The only cases where a dress code in action would be reasonable is an instance where promiscuous intent is apparent or when graphic content is printed on clothes. Apart from that, I find it absurd that adults are the ones giving lectures to minors on what they should or should not wear. Strict and unnecessary dress codes surrounding irrational reasons such as “her shoulders are visible” can just as easily bring attention to what the adults are, for some odd reason, afraid of and otherwise contradicting the purpose of the dress code.
But I want to dig deeper into that odd, unspoken reason adults are afraid of. I want to dissect why these particular adults are obsessed with dress codes selectively for girls that push them to escalate the situation beyond appropriate clothing.
Is there an undertone of animosity in those who strictly establish dress codes against students? Or could it be sexism?
As it turns out, the reason behind the obsession surrounding dress codes may be an unfortunate case of both, according to a sophomore student here at Sage Creek High School. Camille Ambrogelly breaks down her experiences with irrational dress codes during her 10 years of experience in public schools.
“I rode my bike to school once in middle school. The principal stood outside the gate, and she was analyzing every girl that came into school,” Ambrogelly said.
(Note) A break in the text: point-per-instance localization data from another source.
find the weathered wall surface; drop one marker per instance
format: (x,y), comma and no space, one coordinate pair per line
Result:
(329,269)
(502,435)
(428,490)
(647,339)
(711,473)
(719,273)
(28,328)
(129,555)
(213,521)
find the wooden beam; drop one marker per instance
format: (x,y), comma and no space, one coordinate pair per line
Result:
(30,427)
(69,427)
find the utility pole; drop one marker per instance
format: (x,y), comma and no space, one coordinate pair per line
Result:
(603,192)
While debriefing the strict policy her middle school enforced, Ambrogelly emphasized that boys were rarely ever given the same attention as girls when it came to dress codes as she recalled. She claimed that the furthest extent the staff went to dress code a boy was if he wore a hat or hood indoors.
Ambrogelly said, “A lot of the dress code has to do with controlling what women wear to not distract men. It’s super oppressive towards young girls, because it makes them feel like they’re a distraction and that their body is not theirs.”
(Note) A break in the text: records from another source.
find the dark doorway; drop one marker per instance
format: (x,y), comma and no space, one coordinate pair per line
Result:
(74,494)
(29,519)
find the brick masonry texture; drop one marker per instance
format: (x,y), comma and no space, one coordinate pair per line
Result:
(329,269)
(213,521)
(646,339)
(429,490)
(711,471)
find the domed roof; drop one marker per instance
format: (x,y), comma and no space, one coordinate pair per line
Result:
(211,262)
She went on to explain that the real issue is just trying to make sure that everyone feels safe and comfortable at school, and trying to blame women’s clothes for that is not the right way to fix anything.
Furthermore, an article written by the The United States Government Accountability Office (USGAO) addresses how the dress code system is unbalanced in a school setting.
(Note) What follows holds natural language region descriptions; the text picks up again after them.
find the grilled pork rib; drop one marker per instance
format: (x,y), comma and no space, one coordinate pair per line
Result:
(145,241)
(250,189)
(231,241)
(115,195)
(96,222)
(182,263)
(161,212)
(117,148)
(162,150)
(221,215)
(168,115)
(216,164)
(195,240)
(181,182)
The article states, “An estimated 90 percent of dress codes prohibit clothing items typically associated with girls compared to 69 percent that prohibit items typically associated with boys.”
Evidently, a drastic contrast exists between boys and girls when it comes to dress codes; this can easily influence young girls to feel as if they should conform to a social scale built beneath the rank of boys. That should never be the goal.
Unnecessary dress codes send messages ranging from “bodies should be a certain way in order to avoid the consequences” to “this person should be recognized as less valued than that person simply because they are different.” These messages are demeaning to students’ ideologies, and they feed into self-consciousness starting from an early age.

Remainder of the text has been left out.